I just found this article 

http://www.thestar.com/life/homes/2007/04/22/perils_of_a_mortgage_life_policy.html

Lets just say my wife is paying around what is quoted in that article. 

I used the comparison site for a quick check. Feeling a little sick about what she has been paying now.


----------



## birdman (Feb 12, 2013)

MoneyGal said:


> Ask yourself always, who benefits if you buy this product? Answer for mortgage insurance: the bank.
> 
> Hint: the insurance cost remains level even as your balance declines. How does that benefit you, exactly?


I certainly agree with this and while I cannot comment of Mortgage Insurance, when I was in the business we tried to sell "Sickness and Accident Insurance" for loans and mortgages and the financial institution took 40%!!!! of the premium as their commission. Add on the insurance company overhead and profits and I expect they only payout 20% of the premiums collected. Not worth the risk if you can do without it and I would expect some term insurance would be cheaper.


----------



## OptsyEagle (Nov 29, 2009)

Female, age 35, non-smoker, average health, Term 10, $150,000 with Manulife = $14.48 per month. This is level insurance, and the death benefit goes directly to the beneficiary and they can decide how to deal with the mortgage.

Mortgage insurance is declining term and is a mortgage term renewable plan where the price is adjusted every time you renew the mortgage as opposed to 10 years in the term 10 above

A term 20 policy, like the above, again with Manulife is $18.95 per month.

Manulife was in the lowest tier for pricing for this person, but the others are not that much higher.


----------



## off.by.10 (Mar 16, 2014)

MoneyGal said:


> Hint: the insurance cost remains level even as your balance declines. How does that benefit you, exactly?
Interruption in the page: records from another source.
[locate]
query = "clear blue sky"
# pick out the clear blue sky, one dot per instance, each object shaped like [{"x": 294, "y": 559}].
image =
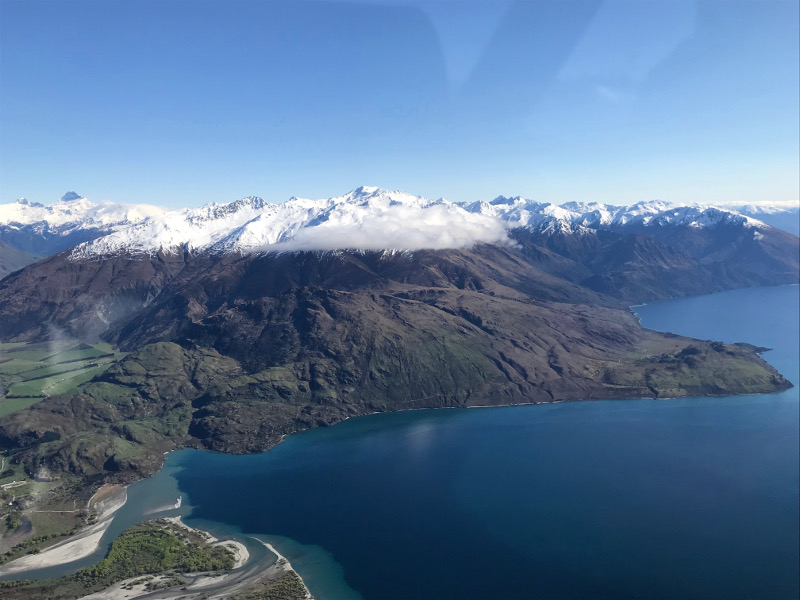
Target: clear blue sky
[{"x": 180, "y": 102}]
Not all do. Ours is simply a % added to the interest rate (0.42 IIRC and it includes some disability coverage) so it goes down with the balance. Still probably won't renew it as our situation has changed and it no longer fits our needs.


----------



## Feruk (Aug 15, 2012)

liquidfinance said:


> How much should you typically be paying for this?


$0


----------



## My Own Advisor (Sep 24, 2012)

Agreed with Feruk. Don't buy mortgage insurance. Buy a term life policy instead. Check this out:
http://www.myownadvisor.ca/mortgage-insurance-doesnt-work-everyone/


----------



## uptoolate (Oct 9, 2011)

Feruk said:


> $0


yes


----------